Sofort tippte Garry eine SMS-Nachricht an Fagrid. Er würde nach Cockwarts fahren um zu packen, Fagrid solle ihn anrufen, sobald es Neuigkeiten gäbe. Je näher sie dem Internat kamen, desto schlechter wurde der Empfang. In der Entfernung waren die Erker und Türmchen von Cockwarts zu erkennen, nur in wenigen Fenster brannte noch Licht. Ein letzter Reisebus kam ihnen entgegen, eskortiert von einem Polizeiwagen.
Der Junge blinzelte ins Dunkel,  erkannte niemanden hinter den beschlagenen Fenstern.

Sie bogen an Fagrids Hütte ab, die verlassen an der Mauer stand, die das Internat umgab, bogen in den Weg ein,  der zum Haupttor hinaufführte. Leander van Gey schaltete die Scheibenwischer an, als die flirrenden, im Scheinwerferlicht tanzenden Schneeflocken zu dicht wurden um durch die Scheibe noch etwas zu erkennen.
Sie hatten kaum ein Wort gewechselt und Garry war froh um daß Schweigen.
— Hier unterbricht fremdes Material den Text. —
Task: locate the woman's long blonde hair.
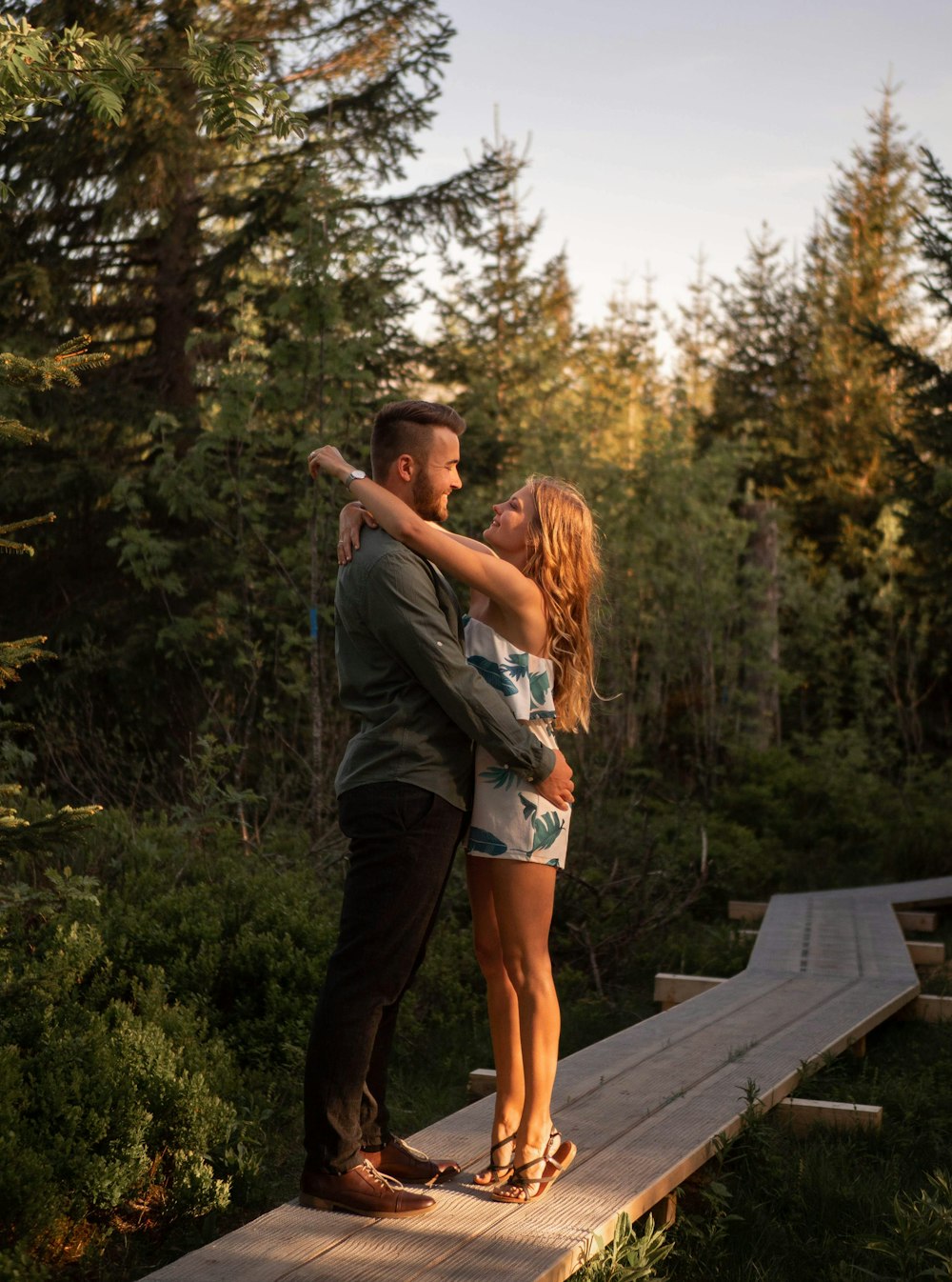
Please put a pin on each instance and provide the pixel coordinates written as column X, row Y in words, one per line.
column 564, row 560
Er wußte nicht was er mit seinem Kosmetiklehrer hätte reden sollen. Statt dessen starrte er in die blauschwarze Dunkelheit, die nur von wenigen Laternen etwas aufgehellt wurde. Eine Gestalt schien Nahe des Brunnens zu warten, zog sich jedoch zurück, als der Wagen näher kam. Als sie vor St. Constantines hielten, dessen Einfahrt eine dreckige Pfütze war aus Busspuren, schwarzem Schnee und wässrigem Matsch, war die Gestalt verschwunden.
Garry stieg aus.

***

Die Gänge, Treppen und Hallen des Internats waren verlassen. Garry schritt einsam hinauf ins Spiffydorm-Haus, vorbei an Überresten einer überhasteten Abreise. Einer Flucht, dachte er.
Fumblemore mochte noch von einer vorrübergehenden Maßnahme reden, einem Zugeständnis an die Behörden, die ein Zeichen forderten, die endlich Ruhe haben wollten und keine weiteren Skandale, aber als Garry durch die verwaisten Räume St. Constantines ging, spürte er mit jeder Faser, daß der Weg hier endete. Fumblemore war ein geschickter und einflußreicher Mann, aber sie würden ihm nicht erlauben, seine Schule weiterzuführen. Jene Schule die so vielen  ein Dorn im Auge war. Jene Schule für diese Kinder.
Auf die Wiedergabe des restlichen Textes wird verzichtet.